In the small community of Lapwai near Lewiston, Idaho, the school board's decision last spring to approve a policy limiting students' freedom to publish stories on "nonschool topics" has prompted a sharp editorial attack in the Lewiston Tribune.

The Sept. 27 editorial said, in part:

"The guidelines for publication of a newspaper at Lapwai High School, if followed to the letter, will not result in a newspaper. They will result in a brag sheet that reflects favorably on the school board and the administration.

"And of course, that is exactly what any banana republic prima donna insists upon. Lapwai High School Principal Michael Oke and the nervous authoritarians on the school board who have drawn up these guidelines don't want the high school to have a newspaper. An actual newspaper, functioning in the normal fashion, would give them acid indigestion. ...

"Strictly speaking, under those guidelines, you can report that student grade points are up. But you can't report it when they are down. ...

"You can report that some students have decided to become priests but you can't report that there is a high pregnancy rate in the student body.

"You can write perfunctory arti4cles saluting the 200th anniversary of the Constitution but you can't actually exercise your rights under the document. ..."

According to the policy, students can report on nonschool topics provided that they do not "reflect negatively upon the school, its students, or staff members" or "offend or infringe upon the religious or moral standards of the readers."

Mr. Oke, the high school's principal, said last week that the policy was drafted because administrators and board members "had some big concerns about the tenor of some of the news items that were beginning to surface" in the monthly student publication.
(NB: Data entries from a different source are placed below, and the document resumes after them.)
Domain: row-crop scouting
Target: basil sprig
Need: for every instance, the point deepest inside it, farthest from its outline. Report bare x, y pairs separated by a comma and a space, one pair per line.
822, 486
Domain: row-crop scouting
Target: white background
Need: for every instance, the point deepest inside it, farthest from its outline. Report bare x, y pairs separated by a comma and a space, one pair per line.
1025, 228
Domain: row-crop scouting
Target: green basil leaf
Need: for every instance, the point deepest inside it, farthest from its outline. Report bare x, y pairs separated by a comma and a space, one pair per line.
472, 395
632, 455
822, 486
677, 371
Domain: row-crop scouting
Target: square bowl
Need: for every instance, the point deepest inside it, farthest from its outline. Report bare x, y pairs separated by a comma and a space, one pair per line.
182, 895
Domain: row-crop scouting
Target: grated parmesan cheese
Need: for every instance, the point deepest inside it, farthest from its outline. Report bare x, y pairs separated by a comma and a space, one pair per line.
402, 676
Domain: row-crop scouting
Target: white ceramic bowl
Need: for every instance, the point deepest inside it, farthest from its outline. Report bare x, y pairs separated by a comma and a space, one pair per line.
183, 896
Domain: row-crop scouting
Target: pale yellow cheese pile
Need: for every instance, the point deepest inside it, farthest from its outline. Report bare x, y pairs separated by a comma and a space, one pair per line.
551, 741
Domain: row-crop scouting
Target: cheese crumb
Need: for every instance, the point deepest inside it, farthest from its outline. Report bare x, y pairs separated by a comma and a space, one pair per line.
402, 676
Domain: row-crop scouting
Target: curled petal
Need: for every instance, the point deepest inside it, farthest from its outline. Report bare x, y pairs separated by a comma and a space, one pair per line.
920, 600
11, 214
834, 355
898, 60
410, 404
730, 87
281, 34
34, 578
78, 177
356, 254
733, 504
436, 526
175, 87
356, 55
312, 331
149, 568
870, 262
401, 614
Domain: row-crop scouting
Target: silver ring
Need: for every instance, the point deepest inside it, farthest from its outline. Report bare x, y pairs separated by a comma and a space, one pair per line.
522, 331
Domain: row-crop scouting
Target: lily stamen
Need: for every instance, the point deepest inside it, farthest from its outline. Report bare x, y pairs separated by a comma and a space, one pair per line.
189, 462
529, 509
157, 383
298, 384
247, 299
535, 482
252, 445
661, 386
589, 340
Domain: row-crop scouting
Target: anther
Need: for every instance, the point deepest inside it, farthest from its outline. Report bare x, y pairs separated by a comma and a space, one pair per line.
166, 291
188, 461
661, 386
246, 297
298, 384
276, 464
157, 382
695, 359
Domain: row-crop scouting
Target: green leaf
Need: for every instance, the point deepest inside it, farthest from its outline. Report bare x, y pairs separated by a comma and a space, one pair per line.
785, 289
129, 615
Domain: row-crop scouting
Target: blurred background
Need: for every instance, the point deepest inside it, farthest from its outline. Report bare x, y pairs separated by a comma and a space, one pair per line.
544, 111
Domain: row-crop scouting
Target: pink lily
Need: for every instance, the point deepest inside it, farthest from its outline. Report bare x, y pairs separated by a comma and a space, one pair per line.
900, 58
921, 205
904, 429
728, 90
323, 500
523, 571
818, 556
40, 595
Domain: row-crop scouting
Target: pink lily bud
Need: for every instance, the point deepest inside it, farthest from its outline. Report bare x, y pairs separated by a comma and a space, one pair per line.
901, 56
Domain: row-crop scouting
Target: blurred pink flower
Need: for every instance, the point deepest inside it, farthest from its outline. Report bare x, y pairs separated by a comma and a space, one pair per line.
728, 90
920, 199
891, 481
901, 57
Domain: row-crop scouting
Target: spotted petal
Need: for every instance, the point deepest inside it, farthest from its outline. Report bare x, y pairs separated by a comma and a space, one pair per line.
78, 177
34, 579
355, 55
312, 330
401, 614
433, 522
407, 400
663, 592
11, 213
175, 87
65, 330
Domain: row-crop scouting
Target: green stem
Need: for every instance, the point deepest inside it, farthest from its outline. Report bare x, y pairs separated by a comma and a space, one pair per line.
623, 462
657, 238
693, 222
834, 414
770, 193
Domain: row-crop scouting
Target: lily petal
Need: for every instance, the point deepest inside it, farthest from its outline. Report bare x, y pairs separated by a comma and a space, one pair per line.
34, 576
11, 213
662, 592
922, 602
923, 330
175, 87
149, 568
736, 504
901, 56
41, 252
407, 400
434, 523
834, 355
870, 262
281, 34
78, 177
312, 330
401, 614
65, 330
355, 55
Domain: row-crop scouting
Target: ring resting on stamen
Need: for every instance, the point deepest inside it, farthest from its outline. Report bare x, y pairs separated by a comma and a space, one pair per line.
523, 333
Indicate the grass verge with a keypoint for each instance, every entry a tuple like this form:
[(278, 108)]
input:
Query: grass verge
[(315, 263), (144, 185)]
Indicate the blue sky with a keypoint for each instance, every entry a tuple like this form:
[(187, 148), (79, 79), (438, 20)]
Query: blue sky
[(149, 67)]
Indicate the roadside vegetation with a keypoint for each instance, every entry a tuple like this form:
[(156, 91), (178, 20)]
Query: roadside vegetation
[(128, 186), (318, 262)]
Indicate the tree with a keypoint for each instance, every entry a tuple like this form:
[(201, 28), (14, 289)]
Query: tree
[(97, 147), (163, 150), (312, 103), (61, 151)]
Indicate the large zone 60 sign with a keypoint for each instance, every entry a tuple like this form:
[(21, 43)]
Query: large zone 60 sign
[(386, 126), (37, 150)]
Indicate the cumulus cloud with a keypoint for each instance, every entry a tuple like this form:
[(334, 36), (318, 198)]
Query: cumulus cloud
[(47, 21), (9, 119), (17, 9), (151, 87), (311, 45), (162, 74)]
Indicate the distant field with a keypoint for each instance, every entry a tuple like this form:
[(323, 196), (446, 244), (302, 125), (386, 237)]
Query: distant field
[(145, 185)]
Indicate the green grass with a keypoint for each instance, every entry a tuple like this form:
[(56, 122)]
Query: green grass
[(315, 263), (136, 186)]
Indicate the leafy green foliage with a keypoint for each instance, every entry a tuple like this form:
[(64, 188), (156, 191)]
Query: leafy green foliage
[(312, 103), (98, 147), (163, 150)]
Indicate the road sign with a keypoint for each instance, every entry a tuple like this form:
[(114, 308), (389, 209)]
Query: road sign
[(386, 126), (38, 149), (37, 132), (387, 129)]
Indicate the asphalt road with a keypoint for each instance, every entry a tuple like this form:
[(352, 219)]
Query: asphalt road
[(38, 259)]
One such report, Mr. Oke said, concerned sexual practices among students.

"The only restriction is on nonschool news," he said. "On items that don't relate to school activities, we exercise some control over the content." He cited as examples stories that do not relate to the school directly, its curriculum, or academic issues.

The policy states, Mr. Oke pointed out, that the newspaper exists to provide a laboratory experience for journalism students and thus functions as part of the school's curriculum--the same position advanced by the Hazelwood, Mo., school board in arguments before the U.S. Supreme Court last week.

The local newspaper's editorial, he added, was written "strictly to stir up controversy."